HIV-Versorgungslage Geflüchteter
320 Ukrainer mit HIV-Diagnose in Deutschland: Große Fragezeichen bei der Therapie

11.11.2022 | Stand 22.09.2023, 1:05 Uhr |

Blutentnahme für einen HIV-Test. −Symbolbild: Klaus-Dietmar Gabbert/dpa

Von Thomas Vitzthum

Die Bundesregierung hat kaum Erkenntnisse zur Versorgung Geflüchteter mit HIV. Das geht aus den Antworten der Bundesregierung auf eine Kleine Anfrage der Fraktion von CDU/CSU zur HIV-Versorgung in Deutschland hervor.

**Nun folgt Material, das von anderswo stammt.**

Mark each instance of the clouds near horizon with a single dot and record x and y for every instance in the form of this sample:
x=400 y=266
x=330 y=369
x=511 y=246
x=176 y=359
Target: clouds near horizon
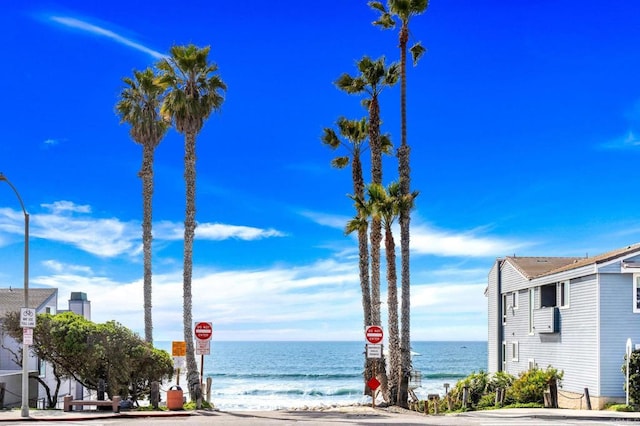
x=95 y=30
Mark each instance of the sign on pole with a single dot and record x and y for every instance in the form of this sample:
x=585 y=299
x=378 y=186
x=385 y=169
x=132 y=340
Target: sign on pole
x=374 y=351
x=373 y=334
x=203 y=331
x=178 y=348
x=27 y=318
x=203 y=347
x=628 y=351
x=27 y=336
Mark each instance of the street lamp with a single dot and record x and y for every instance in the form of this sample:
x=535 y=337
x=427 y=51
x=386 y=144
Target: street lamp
x=25 y=347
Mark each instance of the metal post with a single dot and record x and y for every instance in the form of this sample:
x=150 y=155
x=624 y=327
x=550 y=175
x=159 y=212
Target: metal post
x=25 y=348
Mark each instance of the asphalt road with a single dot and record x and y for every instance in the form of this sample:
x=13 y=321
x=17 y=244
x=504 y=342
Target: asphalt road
x=333 y=418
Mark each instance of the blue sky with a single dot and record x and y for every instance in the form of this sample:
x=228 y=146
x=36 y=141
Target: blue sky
x=524 y=122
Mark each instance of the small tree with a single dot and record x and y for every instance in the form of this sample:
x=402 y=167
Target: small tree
x=634 y=377
x=89 y=353
x=531 y=384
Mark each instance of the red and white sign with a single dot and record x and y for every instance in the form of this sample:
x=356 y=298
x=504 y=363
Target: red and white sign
x=373 y=334
x=203 y=347
x=203 y=331
x=374 y=351
x=27 y=336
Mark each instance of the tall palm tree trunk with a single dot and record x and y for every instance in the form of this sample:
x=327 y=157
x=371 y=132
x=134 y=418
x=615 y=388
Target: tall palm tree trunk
x=146 y=173
x=392 y=305
x=363 y=251
x=193 y=378
x=376 y=234
x=404 y=220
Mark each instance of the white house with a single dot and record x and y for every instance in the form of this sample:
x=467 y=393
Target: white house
x=42 y=300
x=574 y=314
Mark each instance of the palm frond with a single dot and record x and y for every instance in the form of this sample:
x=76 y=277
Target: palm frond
x=377 y=5
x=330 y=138
x=417 y=50
x=385 y=21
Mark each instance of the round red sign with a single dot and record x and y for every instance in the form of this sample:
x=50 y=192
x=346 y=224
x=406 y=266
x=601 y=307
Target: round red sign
x=374 y=334
x=203 y=330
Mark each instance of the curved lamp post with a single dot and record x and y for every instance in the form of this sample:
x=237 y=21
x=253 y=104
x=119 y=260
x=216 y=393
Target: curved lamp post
x=25 y=348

Die Anfrage (BT-Drs.20/4177) liegt den Zeitungen der Mediengruppe Bayern exklusiv vor. Laut Bundesregierung wurden bis zur 43. Kalenderwoche 665 Personen aus der Ukraine positiv auf HIV getestet und an das Robert-Koch-Institut gemeldet. Bei 360 von ihnen erfolgte die Erstdiagnose in Deutschland. Ob diese Personen eine Therapie erhalten, weiß die Regierung aber nicht.

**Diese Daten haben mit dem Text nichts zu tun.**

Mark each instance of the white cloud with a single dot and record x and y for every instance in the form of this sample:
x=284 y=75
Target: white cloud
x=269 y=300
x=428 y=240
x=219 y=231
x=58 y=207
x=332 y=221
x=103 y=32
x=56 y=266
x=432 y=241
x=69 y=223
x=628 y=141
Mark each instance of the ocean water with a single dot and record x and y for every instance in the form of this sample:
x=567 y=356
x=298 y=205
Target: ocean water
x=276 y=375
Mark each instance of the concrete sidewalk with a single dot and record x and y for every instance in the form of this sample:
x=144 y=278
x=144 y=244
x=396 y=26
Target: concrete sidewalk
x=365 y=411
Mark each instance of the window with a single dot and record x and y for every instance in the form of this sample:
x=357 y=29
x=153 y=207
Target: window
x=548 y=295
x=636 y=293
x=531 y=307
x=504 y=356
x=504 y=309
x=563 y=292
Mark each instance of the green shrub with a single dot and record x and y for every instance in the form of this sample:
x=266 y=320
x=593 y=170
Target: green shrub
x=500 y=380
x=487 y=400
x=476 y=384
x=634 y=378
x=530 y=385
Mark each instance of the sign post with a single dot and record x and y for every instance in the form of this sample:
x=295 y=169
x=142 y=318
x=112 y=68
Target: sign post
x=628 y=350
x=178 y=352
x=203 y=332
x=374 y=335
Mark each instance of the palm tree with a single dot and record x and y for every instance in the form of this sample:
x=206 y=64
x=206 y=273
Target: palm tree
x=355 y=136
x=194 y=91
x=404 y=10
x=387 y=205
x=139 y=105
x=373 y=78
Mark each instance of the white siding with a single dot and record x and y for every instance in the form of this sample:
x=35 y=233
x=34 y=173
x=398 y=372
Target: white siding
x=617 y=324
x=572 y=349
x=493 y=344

Seit 1. Oktober werde ein Forschungsvorhaben gefördert um, „eine verbesserte Kenntnis vor allem zur HIV-Versorgungssituation der Geflüchteten aus der Ukraine zu erhalten“, heißt es in der Antwort. Gänzlich unbekannt ist die Lage von Flüchtlingen ohne Registrierung – das trifft auch auf viele Ukrainer zu. „Der Bundesregierung liegen keine Erkenntnisse zur HIV-Versorgung von geflüchteten Menschen, die nicht registriert sind vor“, heißt es in der Antwort der Parlamentarischen Staatsekretärin im Gesundheitsministerium, Sabine Dittmer (SPD).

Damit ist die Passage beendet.